On another note (low ones specifically), I do notice in my front corners, more forward than my side located subs (basically behind my mains), there is a severe lack of bass. I put my head down near the floor in the corner and notice almost no bass. Now, I don't normally listen to my music while lying _behind_ my main speakers with my head in the corner, but this got me thinking about bass traps up front. If I can't hear an increase in bass volume in a location along a wall or in a corner, does that correlate to perhaps not needing a bass trap in that location or its effectiveness if placed there? In other areas of my room along a wall or near the back corner, I can hear an increase in bass. I know this is common and thus why it's recommended to avoid seating along walls.
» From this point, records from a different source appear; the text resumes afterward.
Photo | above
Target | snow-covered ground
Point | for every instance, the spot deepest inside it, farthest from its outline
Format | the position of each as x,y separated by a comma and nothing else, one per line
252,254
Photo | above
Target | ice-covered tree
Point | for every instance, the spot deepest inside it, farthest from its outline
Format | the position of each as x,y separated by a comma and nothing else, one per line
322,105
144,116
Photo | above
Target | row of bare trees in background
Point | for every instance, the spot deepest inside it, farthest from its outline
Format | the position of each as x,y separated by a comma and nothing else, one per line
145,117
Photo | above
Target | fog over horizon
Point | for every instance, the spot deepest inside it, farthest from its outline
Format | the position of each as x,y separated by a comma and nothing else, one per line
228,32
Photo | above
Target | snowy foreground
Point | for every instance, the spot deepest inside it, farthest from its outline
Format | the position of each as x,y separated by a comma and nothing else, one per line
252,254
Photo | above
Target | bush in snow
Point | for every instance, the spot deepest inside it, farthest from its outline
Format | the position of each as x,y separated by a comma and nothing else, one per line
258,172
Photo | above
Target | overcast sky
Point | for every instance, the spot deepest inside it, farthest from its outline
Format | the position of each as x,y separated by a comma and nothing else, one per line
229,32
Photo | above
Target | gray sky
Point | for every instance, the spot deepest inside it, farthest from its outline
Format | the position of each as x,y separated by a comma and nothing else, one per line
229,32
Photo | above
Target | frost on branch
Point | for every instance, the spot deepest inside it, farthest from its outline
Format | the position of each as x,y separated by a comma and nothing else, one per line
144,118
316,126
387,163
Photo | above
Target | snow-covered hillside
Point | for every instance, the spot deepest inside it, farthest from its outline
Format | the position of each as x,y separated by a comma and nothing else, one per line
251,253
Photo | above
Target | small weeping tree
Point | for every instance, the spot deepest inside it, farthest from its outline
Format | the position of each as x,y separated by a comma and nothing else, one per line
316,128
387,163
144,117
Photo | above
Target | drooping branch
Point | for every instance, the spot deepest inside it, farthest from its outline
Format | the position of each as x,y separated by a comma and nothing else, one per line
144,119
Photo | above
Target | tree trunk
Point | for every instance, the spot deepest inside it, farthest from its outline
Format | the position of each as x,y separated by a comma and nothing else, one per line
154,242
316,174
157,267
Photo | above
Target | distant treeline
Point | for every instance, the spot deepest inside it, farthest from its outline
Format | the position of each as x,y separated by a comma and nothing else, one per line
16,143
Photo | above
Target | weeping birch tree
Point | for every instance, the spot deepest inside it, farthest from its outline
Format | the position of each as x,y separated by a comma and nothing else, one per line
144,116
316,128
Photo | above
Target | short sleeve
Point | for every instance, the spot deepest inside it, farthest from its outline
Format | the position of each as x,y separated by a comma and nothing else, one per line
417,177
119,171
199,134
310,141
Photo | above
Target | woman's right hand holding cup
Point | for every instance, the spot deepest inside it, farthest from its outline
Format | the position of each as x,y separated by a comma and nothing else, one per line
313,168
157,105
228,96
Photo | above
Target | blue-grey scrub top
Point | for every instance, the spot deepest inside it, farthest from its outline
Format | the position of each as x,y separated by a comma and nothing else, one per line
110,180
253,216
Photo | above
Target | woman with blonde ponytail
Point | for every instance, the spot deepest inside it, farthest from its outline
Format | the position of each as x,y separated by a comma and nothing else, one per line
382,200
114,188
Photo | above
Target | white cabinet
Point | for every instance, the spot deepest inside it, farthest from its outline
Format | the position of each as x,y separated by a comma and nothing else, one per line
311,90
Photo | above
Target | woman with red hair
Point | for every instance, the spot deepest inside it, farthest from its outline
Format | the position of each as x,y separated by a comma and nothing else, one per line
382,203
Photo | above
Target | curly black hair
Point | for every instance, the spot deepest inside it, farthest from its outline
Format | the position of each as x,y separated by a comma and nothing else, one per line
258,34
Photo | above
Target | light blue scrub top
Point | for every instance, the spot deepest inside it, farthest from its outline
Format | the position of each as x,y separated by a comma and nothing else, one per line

So what about the front lack of bass and the need or no need for bass traps in those areas. I'll experiment with measurements and listening once I place some of these superchunks I'm about to cut, but wanted to get some theory regarding what I'm hearing versus standing waves and corner issues. Thanks.


----------



## eugovector (Sep 4, 2006)

Okay, I'm officially out of my depth here, so hopefully someone else will jump in, but in the meantime...

Bass waves radiate fairly omni-directionally, so bass waves are definitely hitting that corner. If you're not hearing any bass, however, it's likely because the reflections are canceling each other out at that particular place (creating a null). However, those reflections at another place in the room, like your listening position, may end up reinforcing each other and creating a peak instead of a null (neither of which is desirable). So, you want to reduce reflections in that corner regardless.

Once again, just miy understanding, which could be wrong. Anyone else?


----------



## boarder1995 (Mar 28, 2008)

That makes sense, the waves would still be there as bass is omni-directional and corners, particularily tri-corners, are the most troublesome. Man, from y'all here to an abundant amount of info on the internet regarding studio setup, etc., I'm getting an education! I'll be treating with short superchunks initially all corners of the room. If those pass WAF muster, I'll perhaps expand those superckunks to go the full height in the rear corner that allows it. I'm not sure what to do with the coves, if anything at this point. Those are a great visual lighting focal point in the room my wife likes, so I'd perhaps be best to leave them alone.

Ok, another bass question, does the corner trap (trihedral corner) have to actually reach all the way into the corner? I see some trihedral corner traps that are fairly thick, but don't extend all the way into the corner. The same for linear two-wall corners - what's the rule of thumb here?


----------